I'm trying to install a package with setuptools
including console_scripts
on Windows 7. I'm trying to change the value of my PYTHONUSERBASE
to install into a custom directory with the --user
flag. If I use backslashes in the value of PYTHONUSERBASE
, as in
set PYTHONUSERBASE=C:\testing
everything works fine. However, if I use a forward slash, as in
set PYTHONUSERBASE=C:/testing
the package itself installs to the right place, but the console_scripts
(and only the console_scripts
) are installed into C:testing\Scripts
. Obviously, when the forward slash is present, setuptools
is treating the path as a relative path only for the console_scripts
. In my real package, I'm reading values from a configuration file, so I would really rather not have to deal with normalizing the path separator since it needs to work on Linux as well. For testing, I have a package with the structure
|-- setup.py
|-- foobar\
|---- __init__.py
|---- __main__.py
The code in the __main__.py
is
def main(): print('This is the main function')
and setup.py
looks like:
from setuptools import setup
setup(
name='foobar',
version='1.0.0',
packages=['foobar'],
entry_points={
'console_scripts': [
'foobar=foobar.__main__:main',
],
},
)
Why is setuptools
stripping out the first forward slash in the path and how can I fix it? I think this question is related to my problem, but I don't think it solves it: Python os.path.join on Windows
The short answer is that Windows doesn't work well with forward slashes in the path name - as documented here. Avoid setting the PYTHONUSERBASE environment variable with such a name.

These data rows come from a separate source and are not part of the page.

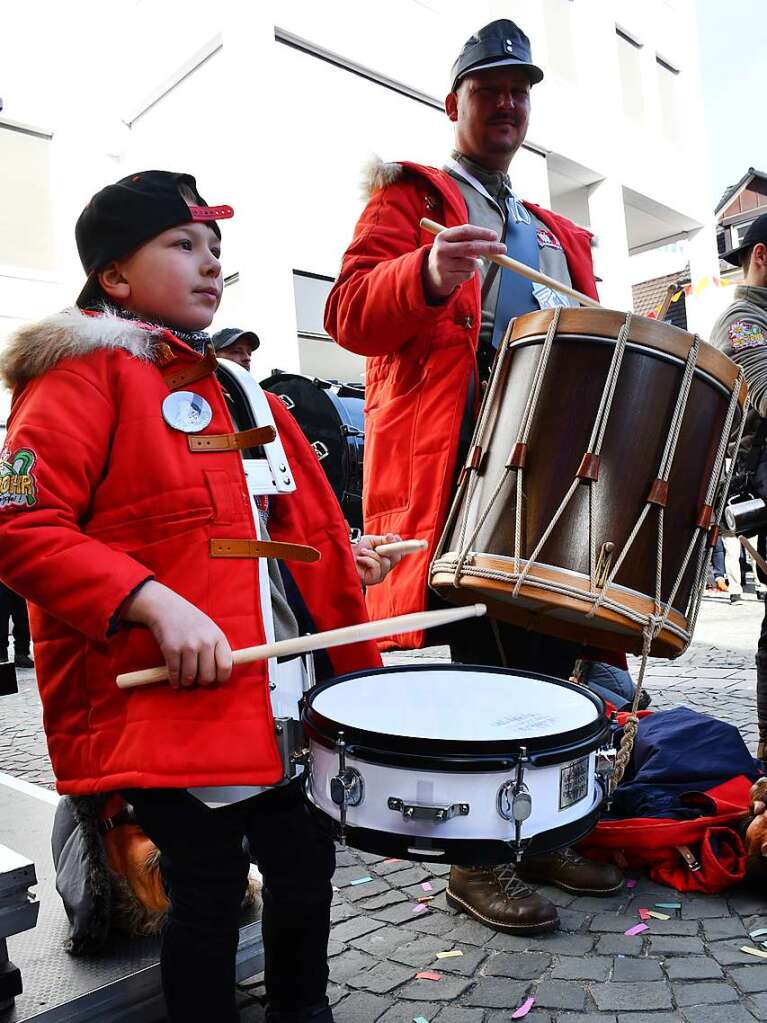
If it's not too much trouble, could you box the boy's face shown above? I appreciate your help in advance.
[98,223,224,330]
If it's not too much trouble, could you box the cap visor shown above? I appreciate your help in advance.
[75,274,104,309]
[719,246,750,266]
[189,206,234,220]
[453,57,543,91]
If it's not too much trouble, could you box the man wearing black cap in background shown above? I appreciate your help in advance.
[711,214,767,759]
[212,326,261,370]
[325,19,623,934]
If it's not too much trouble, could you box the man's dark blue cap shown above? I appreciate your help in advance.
[722,213,767,266]
[450,17,543,92]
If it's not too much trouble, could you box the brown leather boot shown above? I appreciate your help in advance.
[516,846,624,895]
[445,863,558,935]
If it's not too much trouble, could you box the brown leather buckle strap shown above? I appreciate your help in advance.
[211,540,322,562]
[187,427,277,454]
[163,345,219,391]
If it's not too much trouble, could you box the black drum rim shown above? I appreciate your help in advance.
[302,664,611,772]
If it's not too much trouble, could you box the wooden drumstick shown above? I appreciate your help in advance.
[373,540,428,554]
[117,604,487,690]
[420,217,604,309]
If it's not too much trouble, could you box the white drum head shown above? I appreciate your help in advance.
[311,668,599,742]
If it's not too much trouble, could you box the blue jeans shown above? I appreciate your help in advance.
[584,661,636,710]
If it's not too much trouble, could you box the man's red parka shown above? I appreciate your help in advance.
[325,163,597,647]
[0,309,380,795]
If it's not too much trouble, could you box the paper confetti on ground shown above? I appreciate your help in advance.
[623,924,649,938]
[740,945,767,959]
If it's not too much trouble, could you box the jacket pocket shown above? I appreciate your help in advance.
[205,469,241,526]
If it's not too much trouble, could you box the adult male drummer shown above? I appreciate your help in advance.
[325,19,622,934]
[711,213,767,759]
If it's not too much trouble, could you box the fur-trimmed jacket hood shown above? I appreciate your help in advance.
[0,306,166,390]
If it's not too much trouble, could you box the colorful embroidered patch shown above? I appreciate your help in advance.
[536,227,561,249]
[0,448,37,508]
[727,320,765,348]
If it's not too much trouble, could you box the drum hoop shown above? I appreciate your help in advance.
[302,664,610,772]
[510,332,742,415]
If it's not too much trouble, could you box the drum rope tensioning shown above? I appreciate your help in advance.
[432,308,747,788]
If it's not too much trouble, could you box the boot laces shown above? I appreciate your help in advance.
[491,863,534,898]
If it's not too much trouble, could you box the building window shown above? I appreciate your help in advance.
[543,0,578,81]
[0,123,55,273]
[616,27,644,121]
[656,56,680,142]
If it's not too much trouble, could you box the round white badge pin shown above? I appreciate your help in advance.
[163,391,213,434]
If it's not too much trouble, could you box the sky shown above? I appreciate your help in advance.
[686,0,767,204]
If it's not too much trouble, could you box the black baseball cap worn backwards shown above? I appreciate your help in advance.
[75,171,234,308]
[722,213,767,266]
[450,17,543,92]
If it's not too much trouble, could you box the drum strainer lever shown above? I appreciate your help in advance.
[387,796,469,825]
[330,731,365,845]
[497,746,533,862]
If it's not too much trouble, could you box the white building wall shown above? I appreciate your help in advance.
[0,0,714,407]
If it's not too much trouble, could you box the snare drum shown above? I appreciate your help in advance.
[430,309,746,657]
[261,372,365,530]
[303,665,610,863]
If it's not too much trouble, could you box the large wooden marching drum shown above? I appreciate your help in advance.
[430,309,747,657]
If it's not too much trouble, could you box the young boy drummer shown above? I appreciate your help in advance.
[0,171,402,1023]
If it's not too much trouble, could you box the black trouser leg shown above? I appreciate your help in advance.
[125,789,249,1023]
[0,583,15,652]
[756,601,767,756]
[9,591,30,657]
[247,783,335,1020]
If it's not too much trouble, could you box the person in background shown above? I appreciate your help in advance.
[211,326,261,371]
[0,582,34,668]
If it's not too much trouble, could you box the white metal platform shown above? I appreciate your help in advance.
[0,774,263,1023]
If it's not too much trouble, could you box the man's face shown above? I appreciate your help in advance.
[445,68,530,171]
[216,341,253,369]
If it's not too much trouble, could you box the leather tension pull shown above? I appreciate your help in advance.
[211,540,322,563]
[187,427,277,454]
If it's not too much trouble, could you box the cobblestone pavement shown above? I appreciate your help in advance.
[0,597,767,1023]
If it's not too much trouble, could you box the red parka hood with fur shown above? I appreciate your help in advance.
[0,309,380,794]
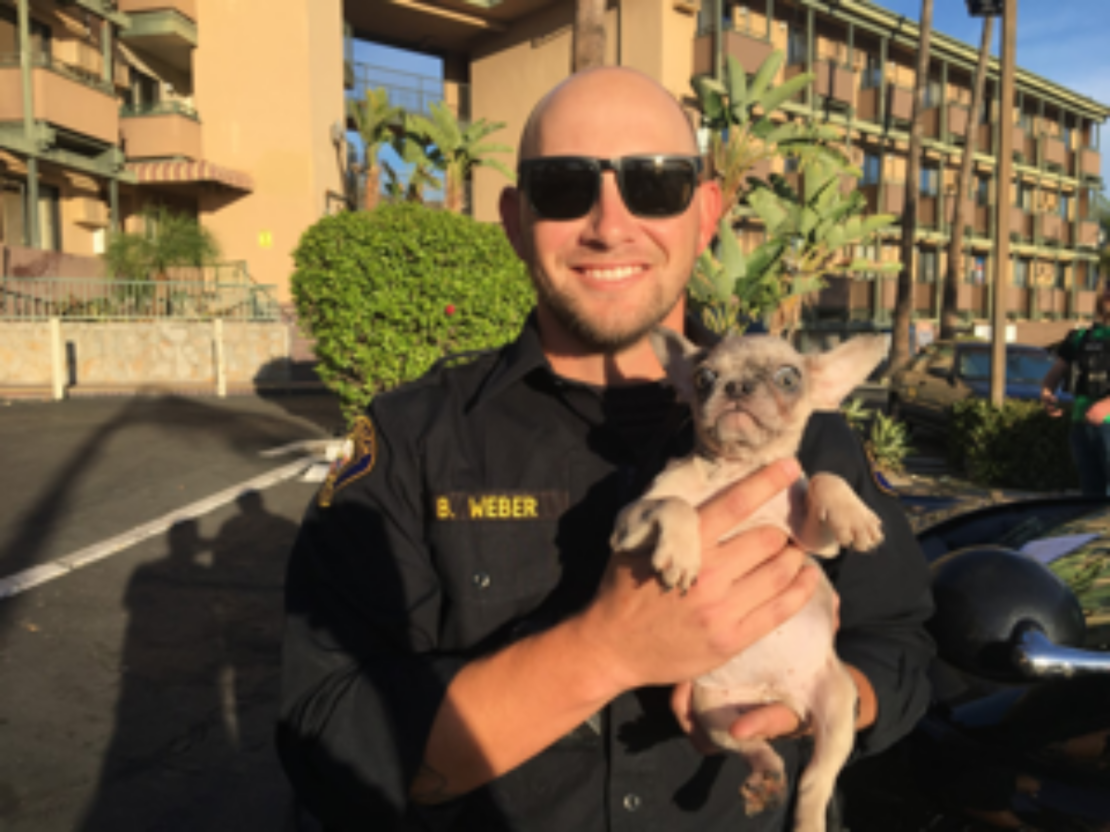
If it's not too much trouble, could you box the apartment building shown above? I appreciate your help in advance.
[0,0,345,300]
[359,0,1110,342]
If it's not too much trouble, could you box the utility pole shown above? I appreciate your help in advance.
[990,0,1018,407]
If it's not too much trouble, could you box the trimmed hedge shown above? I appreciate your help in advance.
[948,398,1079,491]
[292,203,535,417]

The longer version is that setuptools normalizes most of its path names (which converts / to \ on Windows versions of Python) either directly or by calling abs path. However it does not do so for the directory name which it uses when creating scripts (see write_script in this file).
You therefore see inconsistent behavior between scripts and other files. The fix is to avoid needing to normalize the files by avoiding the forward slashes in your paths.
If you're reading the path from a config file and then using that to set PYTHONUSERBASE simply use os.path.normpath to convert from Linux to Windows file names. This is fine on Linux as it will have no effect on the slashes.